Porselein is fijne witte klei die bestaat uit een combinatie van keramische elementen. Er is echter één stof die alle porselein gemeen heeft, en dat is het kleimineraal kaolien. Kaolien bevat variërende hoeveelheden metalen zoals alkalimetaal en aluminium, naast andere materialen. Er zijn veel dingen die porselein onderscheiden van alle andere kleisoorten, waaronder het feit dat het diep wit van kleur en bijna doorschijnend is, plus het feit dat het zeer taai is. Porselein staat bekend om zijn ‘pasta-achtige kwaliteit’. Het is heel anders om mee te werken, het voelt bijna elastisch aan. De zuivere witheid betekent dat als u ermee werkt, u ervoor moet zorgen dat alle oppervlakken zeer schoon zijn. Porselein brandt bij een zeer hoge temperatuur, rond een maximum van 2.252 F/1.400 C. Porselein is ook glazig als het gebakken is, wat betekent dat het een bijna glasachtig uiterlijk krijgt.
Wat is het verschil tussen porselein en China?
Porselein en porselein hebben veel dezelfde eigenschappen – beide zijn poreus en glasachtig – maar het is het bakproces dat ze verschillend maakt. Porselein brandt bij een hogere temperatuur en porselein is zachter van textuur en brandt bij een lagere temperatuur, rond 1.200 C. Porselein is ook duurzamer. Beenderporselein is heel anders en wordt vaak gemaakt van gemalen runderbeenderen, vermengd met ball clay (een sedimentaire klei die kaolien bevat) of kaolien zelf.

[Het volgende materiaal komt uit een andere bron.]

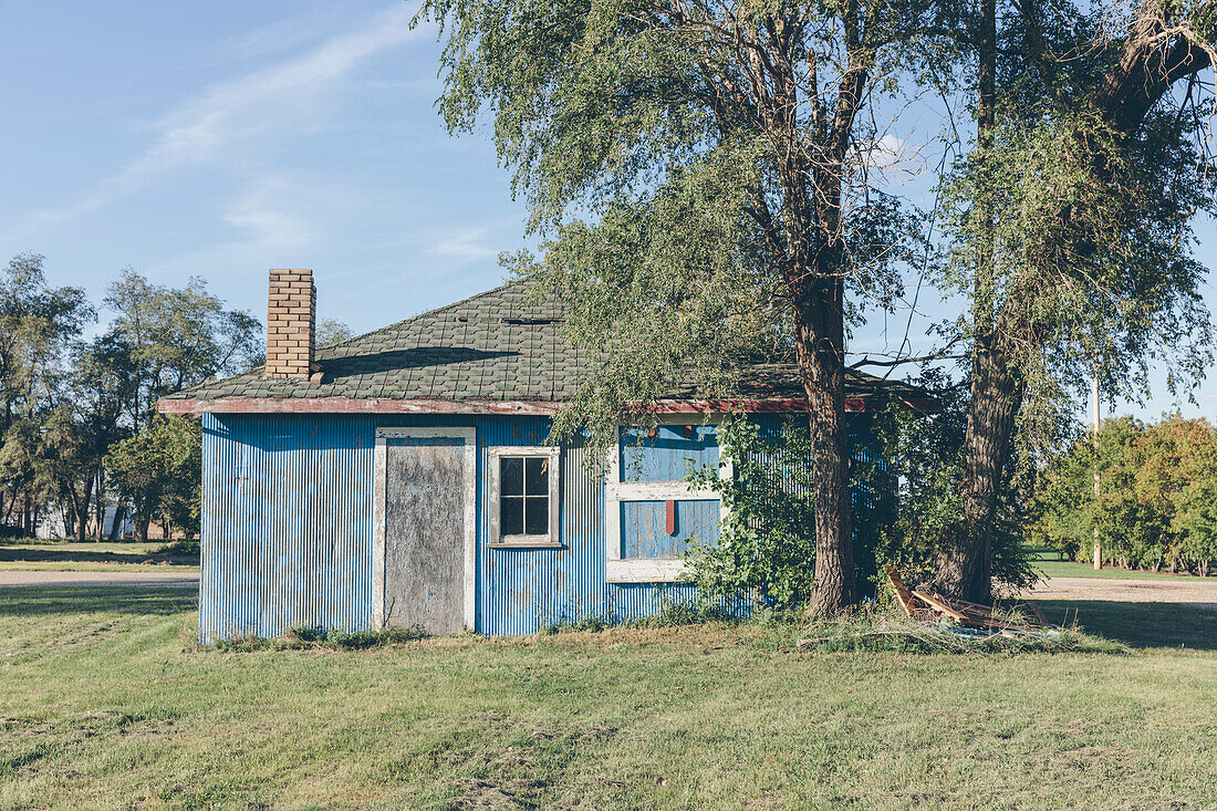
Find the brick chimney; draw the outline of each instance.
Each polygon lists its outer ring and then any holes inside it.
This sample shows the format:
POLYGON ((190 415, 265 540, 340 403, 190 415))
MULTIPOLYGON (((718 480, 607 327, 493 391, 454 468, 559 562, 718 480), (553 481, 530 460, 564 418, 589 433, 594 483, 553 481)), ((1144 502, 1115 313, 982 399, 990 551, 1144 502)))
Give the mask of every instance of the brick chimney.
POLYGON ((267 376, 308 380, 315 370, 316 287, 313 272, 270 272, 267 307, 267 376))

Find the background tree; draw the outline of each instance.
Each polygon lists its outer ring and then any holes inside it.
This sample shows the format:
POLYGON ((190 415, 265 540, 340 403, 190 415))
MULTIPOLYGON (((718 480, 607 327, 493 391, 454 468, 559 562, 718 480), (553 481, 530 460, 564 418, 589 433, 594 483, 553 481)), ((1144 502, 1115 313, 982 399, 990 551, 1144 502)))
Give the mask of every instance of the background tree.
MULTIPOLYGON (((105 351, 111 368, 122 369, 116 392, 124 401, 122 420, 128 436, 138 437, 158 425, 156 404, 166 395, 242 371, 262 357, 260 324, 246 312, 225 309, 202 279, 191 279, 185 287, 166 287, 127 270, 111 285, 105 303, 116 313, 105 351)), ((148 441, 159 441, 157 437, 148 441)), ((142 541, 153 514, 163 513, 159 498, 166 491, 157 485, 155 491, 136 492, 133 487, 139 481, 128 476, 120 492, 134 508, 134 535, 142 541)))
POLYGON ((674 388, 789 359, 811 407, 815 597, 857 595, 843 409, 847 303, 892 293, 904 223, 870 189, 874 93, 930 52, 927 4, 430 0, 449 129, 494 117, 538 275, 594 367, 554 436, 593 444, 674 388), (582 219, 581 219, 582 218, 582 219))
POLYGON ((167 536, 174 526, 197 533, 201 447, 196 420, 157 415, 140 434, 111 447, 106 469, 138 516, 157 515, 167 536))
POLYGON ((41 446, 52 395, 62 377, 65 351, 94 311, 78 287, 50 287, 43 257, 22 253, 0 274, 0 516, 33 532, 51 483, 41 446))
POLYGON ((1036 535, 1073 553, 1088 548, 1097 532, 1110 563, 1207 575, 1217 560, 1217 514, 1206 500, 1215 482, 1217 432, 1207 420, 1110 419, 1097 438, 1078 436, 1044 470, 1036 535))

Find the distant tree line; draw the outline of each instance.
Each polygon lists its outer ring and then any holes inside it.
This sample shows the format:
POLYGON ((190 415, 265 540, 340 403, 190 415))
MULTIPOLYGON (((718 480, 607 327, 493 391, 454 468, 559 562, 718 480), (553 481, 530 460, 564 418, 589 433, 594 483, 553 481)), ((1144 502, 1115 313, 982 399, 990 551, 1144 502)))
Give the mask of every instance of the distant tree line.
POLYGON ((15 257, 0 272, 0 524, 33 535, 57 511, 79 541, 113 539, 128 518, 136 539, 153 521, 197 533, 200 425, 156 404, 262 363, 260 332, 198 278, 128 269, 95 306, 47 284, 41 256, 15 257))
POLYGON ((1205 419, 1111 419, 1045 470, 1032 539, 1071 560, 1208 575, 1217 561, 1217 432, 1205 419), (1098 485, 1095 483, 1098 477, 1098 485))

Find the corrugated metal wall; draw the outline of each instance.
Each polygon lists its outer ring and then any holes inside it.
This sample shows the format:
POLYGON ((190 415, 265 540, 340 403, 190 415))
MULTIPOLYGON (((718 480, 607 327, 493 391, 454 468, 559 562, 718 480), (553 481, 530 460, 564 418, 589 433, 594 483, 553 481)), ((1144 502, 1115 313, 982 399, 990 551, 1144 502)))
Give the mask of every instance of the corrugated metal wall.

De ontdekking van porselein
Porselein dateert naar verluidt van meer dan 2000 jaar geleden en sommige van de eerste bewijzen van porseleinen stukken zijn terug te voeren op de Oostelijke Han Dynastie in China. In deze tijd was Celadon, China’s beroemde jadegroene glazuur dat vaak op het porselein werd aangetroffen, zeer populair. De Oostelijke Han Dynastie (206BC-220 AD) werd gevolgd door de Tang Dynastie (618-907 AD) en de toename in populariteit van de kunst van het theedrinken. Keramisch vaatwerk, waaronder theekopjes, werden overal langs de noordelijke Zijderoute aangeprezen, die liep van Xian en langs de Hexi-corridor omhoog. Een van China’s beroemdste gebieden voor de productie van porselein was de provincie Jiangxi, vanwege de rijke voorraad kaolien. Kaolien dankt zijn naam aan dit gebied en betekent ruwweg ‘hoge heuvel’.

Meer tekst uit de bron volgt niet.